In a double blow, the number of vacancies have fallen to the lowest level for 18 months.
The rate of UK unemployment rose to 3.9% in the three months to March, up from 3.8% in the previous quarter, the Office for National Statistics (ONS) said.
Most economists had expected the rate to remain unchanged at 3.8%.
The figures show the unemployment rate is at its highest level since the three months to January 2022.
The number of vacancies fell by 55,000 quarter on quarter to 1.08 million in the three months to April, marking the 10th fall in a row.
The ONS said this reflects “uncertainty across industries, as survey respondents continue to cite economic pressures as a factor in holding back on recruitment”.
But the figures also showed a rise in the employment rate to 75.9% and a fall in inactivity as more men in particular starting looking for work.
In another sign of a flagging jobs market, the more timely Pay As You Earn (PAYE) figures showed the first fall in workers on payrolls since February 2021, down 136,000 to 29.8 million.
Darren Morgan, director of economic statistics at the ONS, said: “Employment and unemployment both rose again in the first three months of 2023, driven in particular by men.
“This means the number of those neither working nor looking for work continues to fall, although the number of people not working due to long-term sickness rose again, to a new record.
“Despite continued growth in pay, people’s average earnings are still being outstripped by rising prices.”
Reacting to the figures, Chancellor Jeremy Hunt said: “It’s encouraging that the unemployment rate remains historically low but difficulty in finding staff and rising prices are a worry for many families and businesses.
“That’s why we must stick to our plan to halve inflation and help families with the cost of living, while delivering our childcare reforms and supporting older people and disabled people who want to work.”
The Liberal Democrats said the latest Office for National Statistics unemployment and earnings figures showed the Tories were “out of touch”.
Lib Dem Treasury spokesperson Sarah Olney said: “This is a damning verdict on the government’s attempt to ease the cost-of-living crisis.
"The Conservative Government is proving to be completely out of touch and out of ideas when it comes to rising prices.
“Behind these grim figures are families and pensioners struggling to pay their bills.
"Jeremy Hunt must immediately launch a plan to bring down food prices and bring down energy costs for businesses.

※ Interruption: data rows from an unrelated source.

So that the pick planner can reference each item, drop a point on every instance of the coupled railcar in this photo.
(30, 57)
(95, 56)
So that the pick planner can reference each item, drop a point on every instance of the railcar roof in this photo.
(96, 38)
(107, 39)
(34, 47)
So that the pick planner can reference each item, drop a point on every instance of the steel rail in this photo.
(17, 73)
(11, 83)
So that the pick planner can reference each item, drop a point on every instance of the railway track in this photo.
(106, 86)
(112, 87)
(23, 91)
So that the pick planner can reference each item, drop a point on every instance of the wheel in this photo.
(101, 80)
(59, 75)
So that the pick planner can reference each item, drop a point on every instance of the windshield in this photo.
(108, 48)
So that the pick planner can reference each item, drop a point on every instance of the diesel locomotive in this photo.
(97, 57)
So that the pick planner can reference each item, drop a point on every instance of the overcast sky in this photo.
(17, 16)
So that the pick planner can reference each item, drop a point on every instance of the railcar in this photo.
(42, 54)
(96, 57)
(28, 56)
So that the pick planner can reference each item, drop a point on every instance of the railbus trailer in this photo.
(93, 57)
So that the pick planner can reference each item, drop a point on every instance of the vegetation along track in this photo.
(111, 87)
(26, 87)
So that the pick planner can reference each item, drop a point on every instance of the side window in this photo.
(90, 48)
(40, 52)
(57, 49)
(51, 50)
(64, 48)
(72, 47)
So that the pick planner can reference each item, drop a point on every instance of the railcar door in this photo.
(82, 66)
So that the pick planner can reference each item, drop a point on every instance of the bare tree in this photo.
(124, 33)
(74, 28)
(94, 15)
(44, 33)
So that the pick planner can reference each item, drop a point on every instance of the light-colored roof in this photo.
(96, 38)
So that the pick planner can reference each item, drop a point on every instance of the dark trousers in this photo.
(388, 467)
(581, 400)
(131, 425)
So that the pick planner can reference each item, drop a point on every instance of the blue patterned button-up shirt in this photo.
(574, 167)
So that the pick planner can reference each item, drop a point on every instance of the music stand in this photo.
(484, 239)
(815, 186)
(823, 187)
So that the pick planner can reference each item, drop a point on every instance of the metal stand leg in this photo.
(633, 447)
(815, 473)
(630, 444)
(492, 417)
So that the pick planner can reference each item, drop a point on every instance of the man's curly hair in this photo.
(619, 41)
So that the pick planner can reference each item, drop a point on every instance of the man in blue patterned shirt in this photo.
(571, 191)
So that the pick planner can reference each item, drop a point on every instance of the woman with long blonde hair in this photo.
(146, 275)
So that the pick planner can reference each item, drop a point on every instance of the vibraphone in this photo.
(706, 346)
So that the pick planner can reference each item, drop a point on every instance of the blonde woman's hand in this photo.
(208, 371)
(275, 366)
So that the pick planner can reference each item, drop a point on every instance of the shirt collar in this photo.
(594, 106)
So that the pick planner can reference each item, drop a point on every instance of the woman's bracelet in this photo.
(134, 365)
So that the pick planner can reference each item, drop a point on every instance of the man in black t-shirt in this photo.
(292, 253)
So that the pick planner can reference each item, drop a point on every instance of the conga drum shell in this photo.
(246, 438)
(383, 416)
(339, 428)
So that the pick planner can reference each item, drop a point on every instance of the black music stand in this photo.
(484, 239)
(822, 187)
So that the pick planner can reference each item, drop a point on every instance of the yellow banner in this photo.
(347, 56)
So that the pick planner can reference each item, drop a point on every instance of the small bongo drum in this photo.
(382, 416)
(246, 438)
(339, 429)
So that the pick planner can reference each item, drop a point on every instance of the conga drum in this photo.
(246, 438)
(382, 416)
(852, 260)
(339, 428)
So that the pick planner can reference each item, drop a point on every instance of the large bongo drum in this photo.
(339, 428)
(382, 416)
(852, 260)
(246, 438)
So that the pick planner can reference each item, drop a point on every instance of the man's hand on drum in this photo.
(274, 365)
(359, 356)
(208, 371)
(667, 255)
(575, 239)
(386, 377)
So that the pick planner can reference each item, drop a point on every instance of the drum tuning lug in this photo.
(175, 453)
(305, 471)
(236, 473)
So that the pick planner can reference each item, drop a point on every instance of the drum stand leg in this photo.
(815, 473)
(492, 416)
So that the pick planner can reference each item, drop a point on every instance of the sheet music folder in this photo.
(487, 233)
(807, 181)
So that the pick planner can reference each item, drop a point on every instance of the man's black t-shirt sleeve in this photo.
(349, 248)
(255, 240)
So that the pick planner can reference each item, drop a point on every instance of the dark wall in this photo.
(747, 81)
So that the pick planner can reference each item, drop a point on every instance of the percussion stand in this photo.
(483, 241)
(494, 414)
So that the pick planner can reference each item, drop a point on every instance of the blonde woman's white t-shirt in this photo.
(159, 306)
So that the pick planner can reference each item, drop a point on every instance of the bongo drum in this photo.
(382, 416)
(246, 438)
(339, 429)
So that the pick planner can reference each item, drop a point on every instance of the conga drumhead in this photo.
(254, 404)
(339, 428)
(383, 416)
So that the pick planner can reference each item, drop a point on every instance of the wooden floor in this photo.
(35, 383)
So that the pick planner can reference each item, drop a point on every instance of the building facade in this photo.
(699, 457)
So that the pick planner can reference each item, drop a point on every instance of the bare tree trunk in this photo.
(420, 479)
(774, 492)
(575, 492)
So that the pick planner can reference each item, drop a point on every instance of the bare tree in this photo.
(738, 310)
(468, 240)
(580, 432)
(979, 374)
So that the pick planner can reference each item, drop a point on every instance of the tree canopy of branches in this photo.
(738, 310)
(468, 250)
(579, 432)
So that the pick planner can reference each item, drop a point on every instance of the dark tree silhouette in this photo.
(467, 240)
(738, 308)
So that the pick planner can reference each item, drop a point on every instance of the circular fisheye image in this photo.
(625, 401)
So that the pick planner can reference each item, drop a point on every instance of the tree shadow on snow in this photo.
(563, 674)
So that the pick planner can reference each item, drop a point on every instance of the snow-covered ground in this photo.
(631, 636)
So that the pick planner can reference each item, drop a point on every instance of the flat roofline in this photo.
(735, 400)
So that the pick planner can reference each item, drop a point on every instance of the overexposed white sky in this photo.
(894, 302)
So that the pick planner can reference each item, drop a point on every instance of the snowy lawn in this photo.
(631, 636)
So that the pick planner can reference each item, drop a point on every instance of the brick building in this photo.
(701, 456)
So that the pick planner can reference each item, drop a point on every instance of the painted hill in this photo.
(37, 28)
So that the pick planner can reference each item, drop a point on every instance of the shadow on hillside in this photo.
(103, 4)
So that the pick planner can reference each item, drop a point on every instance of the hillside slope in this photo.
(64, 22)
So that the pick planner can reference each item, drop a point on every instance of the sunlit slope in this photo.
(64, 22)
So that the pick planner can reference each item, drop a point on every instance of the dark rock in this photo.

There is no time to waste in ending this crisis.”
The data also laid bare the impact of strikes across Britain, with 556,000 working days lost due industrial action in March, up from 332,000 in February.
But the pay gap between public and private sector is narrowing.
The ONS said average regular pay growth for the private sector stood at 7% in the three months to March and 5.6% for public sector workers – with the latter being the largest since August to October 2003.
The figures showed the number of unemployed Britons rose by 60,000 to 1.3 million in the three months to March, while those in employment also lifted – by 182,000 to 33 million.